The Royal Naval College was formerly the Greenwich Hospital for naval pensioners, on the lines of the Chelsea Hospital for army veterans. A listed building,
it was the work of Sir Christopher Wren, Nicholas Hawksmoor (as Wren's
assistant), Sir John Vanbrugh (successor to Wren) and others , and was built 1694-1742, with later additions.

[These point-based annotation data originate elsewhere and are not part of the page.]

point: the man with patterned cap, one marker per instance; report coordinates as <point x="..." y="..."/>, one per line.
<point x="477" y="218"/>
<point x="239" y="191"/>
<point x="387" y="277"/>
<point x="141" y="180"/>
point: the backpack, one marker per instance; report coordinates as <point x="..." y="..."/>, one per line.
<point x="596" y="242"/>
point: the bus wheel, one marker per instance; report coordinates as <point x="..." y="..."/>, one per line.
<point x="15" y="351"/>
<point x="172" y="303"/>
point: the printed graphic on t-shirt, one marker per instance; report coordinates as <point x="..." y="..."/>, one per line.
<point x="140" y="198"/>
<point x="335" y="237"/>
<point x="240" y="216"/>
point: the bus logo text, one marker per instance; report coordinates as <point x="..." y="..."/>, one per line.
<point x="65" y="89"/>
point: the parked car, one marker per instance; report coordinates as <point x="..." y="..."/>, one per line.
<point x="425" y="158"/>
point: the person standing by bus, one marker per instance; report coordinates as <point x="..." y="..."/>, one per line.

It is on the site of Greenwich Palace, where Henry VIII, Queen Mary,
and Elizabeth I were all born, in Greenwich. Although it
now houses the University of Greenwich and Trinity College of Music
The Painted Hall is the great work of Sir James Thornhill (1675/6-1734):
"Thornhill worked here for nearly twenty years, receiving £3 a yard for
the ceiling and £1 a yard for the walls; but he has left us a legacy
not easily reckoned in pounds" (Mee 844). Designed by another pioneer
of neo-classicism, James "Athenian" Stuart (1713-1788), the chapel was
completed in 1779 after Wren's original chapel was destroyed by fire.
Dedicated to St Peter and St Paul, it has splendid painted and
sculptural work by Benjamin West (1738-1820), most notably his
celebrated painting behind the altar, of St Paul miraculously surviving a
viper's bite when he was shipwrecked on Malta.